Fifty-two patients after CA (CA-patients) of age 62 ± 13 years. In 34 patients CA appeared during acute coronary syndrome. Twenty-six patients died after CA (CA-D), and 26 patients survived and were discharged from hospital (CA-S).
The state of patients after CA was assessed by scales of proven values of survival after CA used in critical care: Glasgow Coma Scale (GCS), Multiple Organ Dysfunction Score (MODS), Simplified Acute Physiology Score II (SAPS II) and Acute Physiology and Chronic Health Evaluation II (APACHE II). In CA-patients the concentrations of NTpBNP and CKMB were measured in venous blood samples taken just after CA (day 0) and on two consecutive days (day 1 and day 2) at 8:00 am. In CA-D and CA-S patients the concentrations of NTBNP and CKMB were compared. In regression and survival analysis, predictive values of concentrations of NTBNP and CKMB were assessed. Correlations among concentrations of NTBNP, CKMB and values of the scales used in critical care were estimated by Spearman's correlation coefficient.

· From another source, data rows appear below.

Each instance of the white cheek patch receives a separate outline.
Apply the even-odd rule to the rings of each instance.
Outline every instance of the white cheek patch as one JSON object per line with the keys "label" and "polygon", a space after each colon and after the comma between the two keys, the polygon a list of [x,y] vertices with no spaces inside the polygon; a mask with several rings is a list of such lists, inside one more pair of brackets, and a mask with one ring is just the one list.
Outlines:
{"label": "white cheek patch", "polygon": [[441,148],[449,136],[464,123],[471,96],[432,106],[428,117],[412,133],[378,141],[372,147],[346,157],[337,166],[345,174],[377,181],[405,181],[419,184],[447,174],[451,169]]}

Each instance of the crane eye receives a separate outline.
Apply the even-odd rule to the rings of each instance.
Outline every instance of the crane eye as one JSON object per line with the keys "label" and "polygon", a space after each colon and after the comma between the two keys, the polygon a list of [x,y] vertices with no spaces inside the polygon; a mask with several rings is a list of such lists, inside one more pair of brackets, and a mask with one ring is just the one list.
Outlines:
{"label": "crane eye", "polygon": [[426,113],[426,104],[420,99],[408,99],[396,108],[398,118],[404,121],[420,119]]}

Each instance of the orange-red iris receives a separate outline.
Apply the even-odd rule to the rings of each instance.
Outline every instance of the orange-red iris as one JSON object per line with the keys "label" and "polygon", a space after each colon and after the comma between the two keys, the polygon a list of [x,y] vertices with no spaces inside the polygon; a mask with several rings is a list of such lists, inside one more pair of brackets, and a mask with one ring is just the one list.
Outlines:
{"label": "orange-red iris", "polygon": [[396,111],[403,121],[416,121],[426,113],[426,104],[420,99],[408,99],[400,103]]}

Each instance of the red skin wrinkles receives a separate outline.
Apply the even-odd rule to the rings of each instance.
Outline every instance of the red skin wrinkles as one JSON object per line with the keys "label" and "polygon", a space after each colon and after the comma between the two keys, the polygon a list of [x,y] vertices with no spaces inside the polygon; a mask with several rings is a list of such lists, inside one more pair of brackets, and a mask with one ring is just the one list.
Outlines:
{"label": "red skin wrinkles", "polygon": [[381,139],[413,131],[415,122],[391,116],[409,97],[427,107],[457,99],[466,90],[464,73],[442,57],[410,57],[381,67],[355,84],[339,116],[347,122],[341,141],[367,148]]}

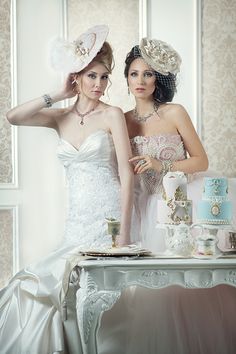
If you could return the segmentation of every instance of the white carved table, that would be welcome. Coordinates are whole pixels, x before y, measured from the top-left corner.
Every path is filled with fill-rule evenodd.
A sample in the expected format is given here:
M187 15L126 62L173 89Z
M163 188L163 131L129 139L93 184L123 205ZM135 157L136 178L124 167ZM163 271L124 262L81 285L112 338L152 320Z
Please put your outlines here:
M227 284L236 287L236 258L86 260L80 262L79 268L77 316L84 354L97 353L102 314L112 308L122 290L129 286L212 288Z

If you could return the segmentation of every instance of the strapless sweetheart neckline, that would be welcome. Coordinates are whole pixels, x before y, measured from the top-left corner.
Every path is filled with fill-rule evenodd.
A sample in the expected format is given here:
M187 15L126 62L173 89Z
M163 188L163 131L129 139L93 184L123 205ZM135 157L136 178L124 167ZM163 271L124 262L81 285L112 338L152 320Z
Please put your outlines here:
M136 138L143 138L143 139L148 139L148 138L160 138L160 137L167 137L167 136L180 136L178 133L163 133L163 134L155 134L155 135L135 135L133 138L130 138L130 140L134 140Z
M79 152L81 150L81 148L89 141L90 138L94 137L97 134L105 134L110 136L111 133L109 133L108 131L104 130L104 129L98 129L95 132L92 132L91 134L89 134L83 141L82 143L76 147L74 146L72 143L70 143L67 139L64 139L62 137L60 137L60 141L69 145L71 148L73 148L75 151Z

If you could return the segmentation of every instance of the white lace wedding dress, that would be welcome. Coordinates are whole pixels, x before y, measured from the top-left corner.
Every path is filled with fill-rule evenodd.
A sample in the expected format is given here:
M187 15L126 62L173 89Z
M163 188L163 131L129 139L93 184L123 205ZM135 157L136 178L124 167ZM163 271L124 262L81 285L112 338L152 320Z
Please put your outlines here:
M1 354L69 352L60 298L67 261L78 254L78 248L111 245L105 218L120 219L120 183L112 136L98 130L78 150L61 139L58 156L69 183L65 238L58 250L21 270L0 291ZM79 344L70 353L79 354Z

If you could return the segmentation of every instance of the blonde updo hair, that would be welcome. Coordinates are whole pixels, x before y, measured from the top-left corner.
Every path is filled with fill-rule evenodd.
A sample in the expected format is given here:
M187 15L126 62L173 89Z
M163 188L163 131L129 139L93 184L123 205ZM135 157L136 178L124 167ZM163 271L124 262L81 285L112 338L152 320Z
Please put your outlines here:
M113 51L108 42L104 42L102 48L97 53L96 57L92 60L93 62L103 64L109 73L112 72L114 68L114 57Z

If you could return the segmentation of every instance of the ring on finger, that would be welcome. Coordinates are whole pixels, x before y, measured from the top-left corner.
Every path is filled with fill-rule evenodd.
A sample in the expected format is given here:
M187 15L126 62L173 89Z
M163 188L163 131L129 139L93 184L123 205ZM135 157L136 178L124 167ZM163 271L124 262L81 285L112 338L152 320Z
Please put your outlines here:
M142 165L145 165L145 163L146 163L146 160L143 159L143 160L139 160L138 164L139 164L139 166L142 166Z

The mean concentrations of NTBNP and CKMB were higher in CA-D than in CA-S patients 3 days running but were significantly higher only for NTBNP on day 1 (114,000 ± 112,000 vs 45,100 ± 58,000 pmol/l, P < 0.027). On day 1 similar values of the OR of survival after CA of concentrations of NTBNP (OR 5.7 for concentrations >50,000 or ≤ 50,000 pmol/l, P < 0.02) and concentrations of CKMB (OR 7.5 for concentrations >40 or ≤ 40 U/l, P < 0,02) were found, but it was only concentrations of NTBNP whose OR was significant in blood on day 0 (OR 5.8 for concentrations >50,000 or ≤ 50,000 pmol/l, P < 0.02). The relationship to survival of concentrations of CKMB on day 1 and concentrations of NTBNP on day 0 and day 1 was also confirmed in Kaplan–Meyer survival analysis. Only concentrations of NTBNP revealed good correlation with values of the scales used in critical care.
On day 1 after CA, concentrations of NTBNP and CKMB are of predictive values of survival. In blood taken just after CA, only the concentration of NTBNP reveals a predictive value of survival. NTBNP is a better predictor of survival after CA than CKMB because its concentration is of predictive value in the first 2 days after CA and of good fit with scales concerning the severity of state of patients after CA.